Each year, tax regulations change, keeping you on your toes. With the epidemic, recent tax law changes may appear more difficult than ever. Your tax strategy may also have an effect on how you save for retirement, which is why it’s critical to stay current on changing tax laws year after year. The most effective method to stay informed is to engage with a financial planner and a tax professional who can collaborate to develop strong financial plans and tax strategies tailored to your unique financial position.
Several modifications that you may wish to make when filing your 2021 return include the following:
Child Tax Credit Expansion
The IRA expanded the Child Tax Credit in 2021 as part of the American Rescue Plan. Taxpayers may have received this credit in advance in the form of a payment; if so, you would also have gotten a letter 6419 detailing the amount received. This letter will be necessary to reconcile the amount of prepayment received with the total credit due on your 2021 tax return. Additionally, you can visit the Child Tax Credit Update Portal to see the amount of the credit you received and any prospective credit you may be due.
This benefit is income-based, and you may have received up to $3,600 for children aged 5 and over.
Minimum Distributions Required
The IRS imposes a minimum payout amount for IRAs, however in 2020, the IRS waived this requirement as part of the CARES act, which provides relief to taxpayers over the age of 72 during a pandemic. This provision expired in 2021, and taxpayers over the age of 72 were once again forced to make RMDs on their IRAs in 2021.

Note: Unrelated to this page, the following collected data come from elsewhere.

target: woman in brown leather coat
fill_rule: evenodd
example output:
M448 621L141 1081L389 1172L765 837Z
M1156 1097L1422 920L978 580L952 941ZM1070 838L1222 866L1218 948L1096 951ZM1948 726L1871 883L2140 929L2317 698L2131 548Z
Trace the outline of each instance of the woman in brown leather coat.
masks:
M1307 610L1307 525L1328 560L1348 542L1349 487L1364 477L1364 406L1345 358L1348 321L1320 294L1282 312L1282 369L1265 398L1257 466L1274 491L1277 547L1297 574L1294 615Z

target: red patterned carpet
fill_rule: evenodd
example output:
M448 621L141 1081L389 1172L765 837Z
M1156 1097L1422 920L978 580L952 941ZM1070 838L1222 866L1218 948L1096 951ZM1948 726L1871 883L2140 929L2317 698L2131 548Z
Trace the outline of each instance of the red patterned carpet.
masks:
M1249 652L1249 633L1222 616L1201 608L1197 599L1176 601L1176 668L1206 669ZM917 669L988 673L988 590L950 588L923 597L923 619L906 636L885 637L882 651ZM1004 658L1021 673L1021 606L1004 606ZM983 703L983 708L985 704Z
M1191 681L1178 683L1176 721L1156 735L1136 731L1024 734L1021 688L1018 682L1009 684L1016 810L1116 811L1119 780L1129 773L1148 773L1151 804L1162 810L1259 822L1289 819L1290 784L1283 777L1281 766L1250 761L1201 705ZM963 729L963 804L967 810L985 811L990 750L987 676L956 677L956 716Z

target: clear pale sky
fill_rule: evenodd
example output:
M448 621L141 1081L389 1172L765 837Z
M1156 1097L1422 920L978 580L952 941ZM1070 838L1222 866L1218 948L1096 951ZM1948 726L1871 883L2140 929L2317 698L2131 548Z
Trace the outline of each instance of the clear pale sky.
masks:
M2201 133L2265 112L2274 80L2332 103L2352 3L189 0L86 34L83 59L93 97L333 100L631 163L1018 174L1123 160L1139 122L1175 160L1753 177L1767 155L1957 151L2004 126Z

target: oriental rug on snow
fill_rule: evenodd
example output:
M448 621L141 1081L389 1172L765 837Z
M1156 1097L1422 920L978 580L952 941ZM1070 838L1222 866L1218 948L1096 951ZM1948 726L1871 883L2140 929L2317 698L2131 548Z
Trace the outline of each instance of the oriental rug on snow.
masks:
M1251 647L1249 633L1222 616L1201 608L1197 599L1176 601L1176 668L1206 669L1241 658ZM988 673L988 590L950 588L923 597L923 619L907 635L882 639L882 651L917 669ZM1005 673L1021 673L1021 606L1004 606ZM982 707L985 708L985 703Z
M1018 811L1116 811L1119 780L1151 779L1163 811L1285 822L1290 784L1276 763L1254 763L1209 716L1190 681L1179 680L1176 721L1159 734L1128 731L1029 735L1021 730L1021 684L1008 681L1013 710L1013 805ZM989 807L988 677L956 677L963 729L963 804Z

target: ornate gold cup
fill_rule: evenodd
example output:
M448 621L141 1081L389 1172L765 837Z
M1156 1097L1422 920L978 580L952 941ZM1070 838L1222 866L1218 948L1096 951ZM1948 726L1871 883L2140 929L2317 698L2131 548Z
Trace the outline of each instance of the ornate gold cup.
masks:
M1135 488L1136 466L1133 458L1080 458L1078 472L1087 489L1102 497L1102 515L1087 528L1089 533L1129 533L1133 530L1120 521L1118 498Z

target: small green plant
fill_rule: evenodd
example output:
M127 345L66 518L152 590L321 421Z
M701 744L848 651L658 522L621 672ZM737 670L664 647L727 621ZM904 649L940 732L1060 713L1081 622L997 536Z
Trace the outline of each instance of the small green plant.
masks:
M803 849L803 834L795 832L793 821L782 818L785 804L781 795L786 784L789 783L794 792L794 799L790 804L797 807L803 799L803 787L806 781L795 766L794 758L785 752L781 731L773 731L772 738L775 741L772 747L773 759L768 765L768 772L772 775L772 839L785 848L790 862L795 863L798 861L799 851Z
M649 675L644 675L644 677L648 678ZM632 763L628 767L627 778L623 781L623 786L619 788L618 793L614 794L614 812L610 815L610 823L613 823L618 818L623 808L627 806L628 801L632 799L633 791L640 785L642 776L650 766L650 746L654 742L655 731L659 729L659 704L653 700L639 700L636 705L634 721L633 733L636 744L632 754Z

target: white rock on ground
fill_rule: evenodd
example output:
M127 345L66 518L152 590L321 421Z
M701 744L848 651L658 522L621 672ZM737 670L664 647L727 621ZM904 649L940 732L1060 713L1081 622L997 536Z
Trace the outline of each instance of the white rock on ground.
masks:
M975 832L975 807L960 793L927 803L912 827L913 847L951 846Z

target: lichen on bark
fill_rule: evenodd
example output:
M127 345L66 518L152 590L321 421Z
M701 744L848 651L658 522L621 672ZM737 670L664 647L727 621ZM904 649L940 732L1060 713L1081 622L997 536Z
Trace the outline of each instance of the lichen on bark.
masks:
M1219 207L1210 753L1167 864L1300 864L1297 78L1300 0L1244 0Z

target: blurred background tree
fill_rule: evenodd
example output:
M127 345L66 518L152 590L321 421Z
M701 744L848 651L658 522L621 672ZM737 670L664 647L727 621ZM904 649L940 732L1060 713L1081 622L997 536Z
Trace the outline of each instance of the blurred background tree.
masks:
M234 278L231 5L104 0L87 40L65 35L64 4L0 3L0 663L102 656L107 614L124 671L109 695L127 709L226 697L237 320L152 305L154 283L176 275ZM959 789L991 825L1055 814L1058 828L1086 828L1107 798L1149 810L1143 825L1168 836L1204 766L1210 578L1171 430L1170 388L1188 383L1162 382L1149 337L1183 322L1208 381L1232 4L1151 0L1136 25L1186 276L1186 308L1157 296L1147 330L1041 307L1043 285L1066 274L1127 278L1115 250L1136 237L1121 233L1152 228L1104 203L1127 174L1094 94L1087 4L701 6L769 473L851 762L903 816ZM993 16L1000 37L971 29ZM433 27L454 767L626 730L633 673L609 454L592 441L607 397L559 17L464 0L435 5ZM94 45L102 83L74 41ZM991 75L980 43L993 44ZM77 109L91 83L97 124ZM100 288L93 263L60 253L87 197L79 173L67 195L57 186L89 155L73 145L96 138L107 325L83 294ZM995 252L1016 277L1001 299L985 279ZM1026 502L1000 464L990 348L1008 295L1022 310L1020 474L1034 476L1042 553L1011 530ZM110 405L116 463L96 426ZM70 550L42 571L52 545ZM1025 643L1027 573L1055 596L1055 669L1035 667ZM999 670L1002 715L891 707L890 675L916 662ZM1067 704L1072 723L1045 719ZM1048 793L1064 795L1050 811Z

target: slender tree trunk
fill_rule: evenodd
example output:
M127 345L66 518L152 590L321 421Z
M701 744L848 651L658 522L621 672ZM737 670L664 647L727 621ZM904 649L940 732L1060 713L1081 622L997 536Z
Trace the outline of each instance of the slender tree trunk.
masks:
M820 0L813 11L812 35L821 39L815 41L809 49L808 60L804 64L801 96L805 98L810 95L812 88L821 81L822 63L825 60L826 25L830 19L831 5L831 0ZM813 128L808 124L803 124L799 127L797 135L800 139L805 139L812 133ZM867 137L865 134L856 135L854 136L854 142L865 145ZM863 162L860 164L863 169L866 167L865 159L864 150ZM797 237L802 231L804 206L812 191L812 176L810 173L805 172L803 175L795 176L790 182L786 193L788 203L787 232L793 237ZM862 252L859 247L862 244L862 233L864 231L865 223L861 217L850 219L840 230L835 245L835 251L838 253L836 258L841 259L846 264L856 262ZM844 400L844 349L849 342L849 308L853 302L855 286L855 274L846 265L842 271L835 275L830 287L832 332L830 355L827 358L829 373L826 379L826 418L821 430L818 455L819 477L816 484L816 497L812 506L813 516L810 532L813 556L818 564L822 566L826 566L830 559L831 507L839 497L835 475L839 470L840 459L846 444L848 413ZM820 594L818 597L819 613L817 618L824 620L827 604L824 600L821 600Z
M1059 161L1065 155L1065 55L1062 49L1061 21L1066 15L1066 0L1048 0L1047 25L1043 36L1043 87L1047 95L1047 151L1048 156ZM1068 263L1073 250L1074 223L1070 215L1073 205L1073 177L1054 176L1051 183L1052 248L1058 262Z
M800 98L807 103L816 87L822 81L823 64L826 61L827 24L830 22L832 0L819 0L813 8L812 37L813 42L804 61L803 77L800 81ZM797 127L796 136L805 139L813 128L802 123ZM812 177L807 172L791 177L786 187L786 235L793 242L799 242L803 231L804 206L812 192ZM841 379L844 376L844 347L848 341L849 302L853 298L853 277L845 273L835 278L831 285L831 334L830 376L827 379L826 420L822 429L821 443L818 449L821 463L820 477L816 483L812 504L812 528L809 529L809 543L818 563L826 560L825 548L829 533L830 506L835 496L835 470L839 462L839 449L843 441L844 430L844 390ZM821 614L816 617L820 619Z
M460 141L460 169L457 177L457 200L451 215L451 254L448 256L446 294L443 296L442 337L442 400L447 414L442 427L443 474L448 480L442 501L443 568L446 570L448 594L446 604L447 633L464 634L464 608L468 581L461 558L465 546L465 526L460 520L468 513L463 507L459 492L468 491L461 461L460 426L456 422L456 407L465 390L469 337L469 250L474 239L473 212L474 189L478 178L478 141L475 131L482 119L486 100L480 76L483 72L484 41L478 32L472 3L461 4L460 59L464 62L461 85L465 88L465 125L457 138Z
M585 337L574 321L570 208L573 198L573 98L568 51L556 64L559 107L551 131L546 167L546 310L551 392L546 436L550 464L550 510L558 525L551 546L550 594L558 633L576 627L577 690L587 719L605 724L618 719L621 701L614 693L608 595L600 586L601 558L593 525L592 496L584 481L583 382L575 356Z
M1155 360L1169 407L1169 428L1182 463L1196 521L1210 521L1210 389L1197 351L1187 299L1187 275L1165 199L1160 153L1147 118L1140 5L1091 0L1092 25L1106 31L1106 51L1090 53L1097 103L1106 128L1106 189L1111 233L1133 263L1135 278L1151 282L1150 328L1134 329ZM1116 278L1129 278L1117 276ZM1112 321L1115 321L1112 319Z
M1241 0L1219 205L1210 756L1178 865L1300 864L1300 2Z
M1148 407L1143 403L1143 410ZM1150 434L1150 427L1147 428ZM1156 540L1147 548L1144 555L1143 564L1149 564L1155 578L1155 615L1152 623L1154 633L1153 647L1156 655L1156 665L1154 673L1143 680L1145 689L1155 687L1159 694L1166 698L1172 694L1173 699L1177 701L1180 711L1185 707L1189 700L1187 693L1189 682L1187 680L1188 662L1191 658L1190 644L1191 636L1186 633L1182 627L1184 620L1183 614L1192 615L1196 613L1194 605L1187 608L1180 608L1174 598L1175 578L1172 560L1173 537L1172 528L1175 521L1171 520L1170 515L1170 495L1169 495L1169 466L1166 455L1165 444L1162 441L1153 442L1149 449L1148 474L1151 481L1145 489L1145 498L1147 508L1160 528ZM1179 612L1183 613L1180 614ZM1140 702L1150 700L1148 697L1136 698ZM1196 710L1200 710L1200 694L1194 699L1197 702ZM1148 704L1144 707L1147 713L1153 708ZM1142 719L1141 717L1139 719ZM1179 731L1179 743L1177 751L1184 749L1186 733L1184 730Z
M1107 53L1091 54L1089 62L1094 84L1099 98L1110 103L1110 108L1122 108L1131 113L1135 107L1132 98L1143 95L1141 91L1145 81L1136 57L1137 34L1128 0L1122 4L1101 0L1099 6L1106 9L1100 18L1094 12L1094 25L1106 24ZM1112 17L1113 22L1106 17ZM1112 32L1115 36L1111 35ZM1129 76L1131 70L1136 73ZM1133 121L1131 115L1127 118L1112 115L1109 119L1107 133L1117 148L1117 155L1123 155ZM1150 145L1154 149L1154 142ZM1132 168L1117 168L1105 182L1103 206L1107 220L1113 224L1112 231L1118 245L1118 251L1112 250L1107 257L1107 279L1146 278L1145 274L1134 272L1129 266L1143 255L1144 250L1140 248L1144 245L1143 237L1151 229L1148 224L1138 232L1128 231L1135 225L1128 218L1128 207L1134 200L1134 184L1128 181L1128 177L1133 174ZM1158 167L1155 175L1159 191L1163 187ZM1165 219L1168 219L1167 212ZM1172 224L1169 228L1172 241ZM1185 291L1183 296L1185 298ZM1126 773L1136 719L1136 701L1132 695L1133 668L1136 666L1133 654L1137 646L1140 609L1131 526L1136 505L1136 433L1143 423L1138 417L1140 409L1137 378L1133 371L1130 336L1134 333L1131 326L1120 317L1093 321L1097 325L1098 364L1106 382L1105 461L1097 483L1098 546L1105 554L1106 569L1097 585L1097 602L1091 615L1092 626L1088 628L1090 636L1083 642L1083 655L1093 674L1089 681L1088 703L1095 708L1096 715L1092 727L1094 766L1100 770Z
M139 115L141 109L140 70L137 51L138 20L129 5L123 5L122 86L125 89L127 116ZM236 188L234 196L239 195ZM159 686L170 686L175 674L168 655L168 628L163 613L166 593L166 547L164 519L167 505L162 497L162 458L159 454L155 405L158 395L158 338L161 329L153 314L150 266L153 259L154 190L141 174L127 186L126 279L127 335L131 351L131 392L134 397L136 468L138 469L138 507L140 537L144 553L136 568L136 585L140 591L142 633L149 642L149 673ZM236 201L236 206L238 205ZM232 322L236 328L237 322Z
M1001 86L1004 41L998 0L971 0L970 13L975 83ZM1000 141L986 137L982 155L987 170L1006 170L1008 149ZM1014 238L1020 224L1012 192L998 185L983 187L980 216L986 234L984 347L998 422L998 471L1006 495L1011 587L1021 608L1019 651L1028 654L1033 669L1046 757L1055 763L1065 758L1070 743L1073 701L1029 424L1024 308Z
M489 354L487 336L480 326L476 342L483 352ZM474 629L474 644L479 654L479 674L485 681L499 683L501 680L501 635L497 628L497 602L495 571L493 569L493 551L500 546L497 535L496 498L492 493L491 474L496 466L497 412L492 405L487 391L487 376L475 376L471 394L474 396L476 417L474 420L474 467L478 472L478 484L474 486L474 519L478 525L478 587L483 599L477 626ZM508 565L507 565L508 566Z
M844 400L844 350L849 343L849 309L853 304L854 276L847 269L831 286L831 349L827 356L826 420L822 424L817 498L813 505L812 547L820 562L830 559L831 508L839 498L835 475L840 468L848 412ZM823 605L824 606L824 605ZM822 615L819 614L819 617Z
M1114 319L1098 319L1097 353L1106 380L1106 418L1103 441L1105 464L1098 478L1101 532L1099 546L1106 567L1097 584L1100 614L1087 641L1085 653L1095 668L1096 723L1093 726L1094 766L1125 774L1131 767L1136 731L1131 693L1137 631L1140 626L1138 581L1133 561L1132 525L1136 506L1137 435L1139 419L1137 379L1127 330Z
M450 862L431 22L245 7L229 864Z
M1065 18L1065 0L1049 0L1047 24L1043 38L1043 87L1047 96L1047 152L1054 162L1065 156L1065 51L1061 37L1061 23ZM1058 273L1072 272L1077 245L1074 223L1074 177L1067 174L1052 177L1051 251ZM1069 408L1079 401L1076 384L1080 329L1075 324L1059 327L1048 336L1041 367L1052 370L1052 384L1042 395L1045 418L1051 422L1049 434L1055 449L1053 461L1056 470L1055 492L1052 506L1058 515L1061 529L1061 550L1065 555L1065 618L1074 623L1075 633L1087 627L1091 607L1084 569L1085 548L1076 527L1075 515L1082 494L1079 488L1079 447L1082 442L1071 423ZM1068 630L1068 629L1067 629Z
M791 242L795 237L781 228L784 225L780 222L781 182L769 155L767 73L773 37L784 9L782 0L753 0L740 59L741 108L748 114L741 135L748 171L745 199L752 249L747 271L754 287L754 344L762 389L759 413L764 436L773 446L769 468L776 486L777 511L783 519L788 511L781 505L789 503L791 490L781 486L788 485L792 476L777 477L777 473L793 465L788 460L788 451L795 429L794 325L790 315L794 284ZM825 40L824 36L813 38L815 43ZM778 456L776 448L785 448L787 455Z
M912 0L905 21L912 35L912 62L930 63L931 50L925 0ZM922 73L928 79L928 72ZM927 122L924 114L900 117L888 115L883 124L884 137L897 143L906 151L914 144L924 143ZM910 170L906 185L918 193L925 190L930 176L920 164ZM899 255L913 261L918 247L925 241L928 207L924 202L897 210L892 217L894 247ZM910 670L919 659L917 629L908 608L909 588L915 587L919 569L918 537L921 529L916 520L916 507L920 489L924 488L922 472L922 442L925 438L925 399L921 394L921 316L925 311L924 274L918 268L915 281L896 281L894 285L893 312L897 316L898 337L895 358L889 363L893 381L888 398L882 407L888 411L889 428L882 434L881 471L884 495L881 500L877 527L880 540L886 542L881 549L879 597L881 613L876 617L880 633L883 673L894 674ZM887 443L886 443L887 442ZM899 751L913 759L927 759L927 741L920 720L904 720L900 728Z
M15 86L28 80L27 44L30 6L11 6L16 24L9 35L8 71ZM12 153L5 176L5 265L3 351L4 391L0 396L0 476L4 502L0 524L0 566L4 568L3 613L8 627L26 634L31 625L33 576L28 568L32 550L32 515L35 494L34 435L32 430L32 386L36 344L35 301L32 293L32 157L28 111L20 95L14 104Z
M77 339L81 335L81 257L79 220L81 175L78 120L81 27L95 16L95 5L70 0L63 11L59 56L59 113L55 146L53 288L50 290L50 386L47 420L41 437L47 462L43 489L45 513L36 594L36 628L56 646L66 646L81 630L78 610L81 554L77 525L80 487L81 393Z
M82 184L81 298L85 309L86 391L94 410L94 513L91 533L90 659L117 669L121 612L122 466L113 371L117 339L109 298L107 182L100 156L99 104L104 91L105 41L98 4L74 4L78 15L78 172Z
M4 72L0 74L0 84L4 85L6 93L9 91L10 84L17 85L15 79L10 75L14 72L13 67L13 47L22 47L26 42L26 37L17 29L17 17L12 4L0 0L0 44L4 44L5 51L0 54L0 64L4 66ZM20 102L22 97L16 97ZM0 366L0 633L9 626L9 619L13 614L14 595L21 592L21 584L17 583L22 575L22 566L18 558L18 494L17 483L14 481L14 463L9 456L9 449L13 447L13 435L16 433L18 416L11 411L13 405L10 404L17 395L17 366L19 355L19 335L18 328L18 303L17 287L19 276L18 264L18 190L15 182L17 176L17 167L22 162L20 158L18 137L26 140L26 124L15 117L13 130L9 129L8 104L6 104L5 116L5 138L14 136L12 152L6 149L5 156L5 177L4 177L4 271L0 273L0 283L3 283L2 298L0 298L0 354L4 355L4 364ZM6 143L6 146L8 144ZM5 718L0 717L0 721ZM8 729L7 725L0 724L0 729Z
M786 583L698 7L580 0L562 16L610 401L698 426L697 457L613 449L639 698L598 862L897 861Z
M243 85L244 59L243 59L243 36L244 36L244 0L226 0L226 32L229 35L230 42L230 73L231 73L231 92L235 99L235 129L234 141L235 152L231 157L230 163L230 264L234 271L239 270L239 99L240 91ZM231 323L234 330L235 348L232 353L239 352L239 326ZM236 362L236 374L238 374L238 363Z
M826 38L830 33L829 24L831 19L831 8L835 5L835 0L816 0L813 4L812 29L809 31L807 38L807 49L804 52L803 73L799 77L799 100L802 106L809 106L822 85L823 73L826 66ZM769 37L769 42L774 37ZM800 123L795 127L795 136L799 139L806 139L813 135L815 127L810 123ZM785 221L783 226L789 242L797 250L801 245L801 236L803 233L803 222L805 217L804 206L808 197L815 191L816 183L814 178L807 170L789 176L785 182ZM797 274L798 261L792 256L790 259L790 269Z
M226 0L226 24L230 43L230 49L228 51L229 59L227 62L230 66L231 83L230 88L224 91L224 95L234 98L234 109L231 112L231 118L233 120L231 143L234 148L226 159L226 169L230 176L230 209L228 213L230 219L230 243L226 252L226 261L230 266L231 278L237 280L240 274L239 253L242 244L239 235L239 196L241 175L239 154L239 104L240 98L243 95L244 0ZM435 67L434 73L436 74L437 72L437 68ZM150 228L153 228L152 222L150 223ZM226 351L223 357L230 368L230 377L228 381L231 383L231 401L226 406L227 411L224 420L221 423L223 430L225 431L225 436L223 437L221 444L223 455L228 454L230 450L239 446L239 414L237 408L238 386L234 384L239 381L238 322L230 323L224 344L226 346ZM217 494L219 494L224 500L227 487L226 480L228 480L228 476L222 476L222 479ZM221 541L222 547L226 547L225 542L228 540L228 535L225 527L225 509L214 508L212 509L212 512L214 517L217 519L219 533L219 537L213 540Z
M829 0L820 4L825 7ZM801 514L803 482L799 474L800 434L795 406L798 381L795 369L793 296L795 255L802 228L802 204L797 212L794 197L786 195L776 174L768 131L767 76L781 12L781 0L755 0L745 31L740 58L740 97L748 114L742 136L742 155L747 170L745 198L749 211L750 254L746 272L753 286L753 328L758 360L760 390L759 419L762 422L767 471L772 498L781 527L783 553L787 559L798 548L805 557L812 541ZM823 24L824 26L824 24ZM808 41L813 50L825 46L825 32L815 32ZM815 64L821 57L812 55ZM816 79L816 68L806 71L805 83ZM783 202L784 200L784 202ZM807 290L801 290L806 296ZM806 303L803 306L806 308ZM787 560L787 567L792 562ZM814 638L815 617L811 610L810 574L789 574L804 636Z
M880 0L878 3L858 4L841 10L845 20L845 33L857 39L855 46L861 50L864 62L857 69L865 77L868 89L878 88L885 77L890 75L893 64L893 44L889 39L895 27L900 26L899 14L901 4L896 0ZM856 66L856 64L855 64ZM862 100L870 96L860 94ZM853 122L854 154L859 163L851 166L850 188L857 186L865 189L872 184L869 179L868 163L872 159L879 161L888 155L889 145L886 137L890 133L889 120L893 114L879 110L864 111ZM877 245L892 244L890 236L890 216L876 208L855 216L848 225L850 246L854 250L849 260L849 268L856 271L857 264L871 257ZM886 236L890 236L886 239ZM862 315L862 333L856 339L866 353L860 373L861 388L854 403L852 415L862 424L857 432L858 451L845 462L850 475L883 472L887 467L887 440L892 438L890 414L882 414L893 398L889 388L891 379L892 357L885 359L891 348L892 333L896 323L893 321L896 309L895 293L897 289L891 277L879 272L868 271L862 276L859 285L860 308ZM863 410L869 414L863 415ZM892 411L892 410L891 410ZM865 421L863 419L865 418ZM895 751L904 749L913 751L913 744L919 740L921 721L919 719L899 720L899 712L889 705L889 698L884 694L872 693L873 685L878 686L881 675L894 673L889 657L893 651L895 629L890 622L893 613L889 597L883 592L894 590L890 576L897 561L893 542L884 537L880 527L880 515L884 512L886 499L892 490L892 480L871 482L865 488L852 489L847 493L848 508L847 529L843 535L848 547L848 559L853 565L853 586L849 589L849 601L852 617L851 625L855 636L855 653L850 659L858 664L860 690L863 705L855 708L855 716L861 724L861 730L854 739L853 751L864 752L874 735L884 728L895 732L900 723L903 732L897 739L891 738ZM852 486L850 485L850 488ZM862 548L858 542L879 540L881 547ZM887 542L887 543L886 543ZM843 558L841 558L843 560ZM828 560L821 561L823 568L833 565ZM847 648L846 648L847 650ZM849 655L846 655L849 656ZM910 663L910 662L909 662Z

Standard Deductions Inflation-Adjusted
The IRS modified the standard deduction for inflation in 2021. This occurs frequently, and in 2021 was a result of the economy’s inflation. Standard deductions lower your tax liability, and you can claim them on your return even if you do not itemise your deductions. The standard deduction amount varies according to your filing status. They are as follows in 2021:
Distributions and standard deductions
Another change for your 2021 return – traditionally, charitable contributions could not be claimed unless you itemised your deductions. This changed in 2021, and now you can deduct charitable contributions even if you take the standard deduction. The CARES legislation is to credit for this change. Married couples may deduct up to $600 in charitable contributions per person, while single filers may deduct up to $300.
Expenses for Medical Care
Tax-deductible medical expenses increased in 2021. You may deduct medical expenses that exceed 7.5 percent of your AGI, or adjusted gross income, on your 2021 return.
Numerous other changes to tax regulations occurred in 2021 that may affect how you file your return, ranging from capital gains tax rate adjustments to an expansion of the Earned Income Credit. Consult your financial advisor and tax professional to ascertain the impact of the changes on your particular financial circumstances.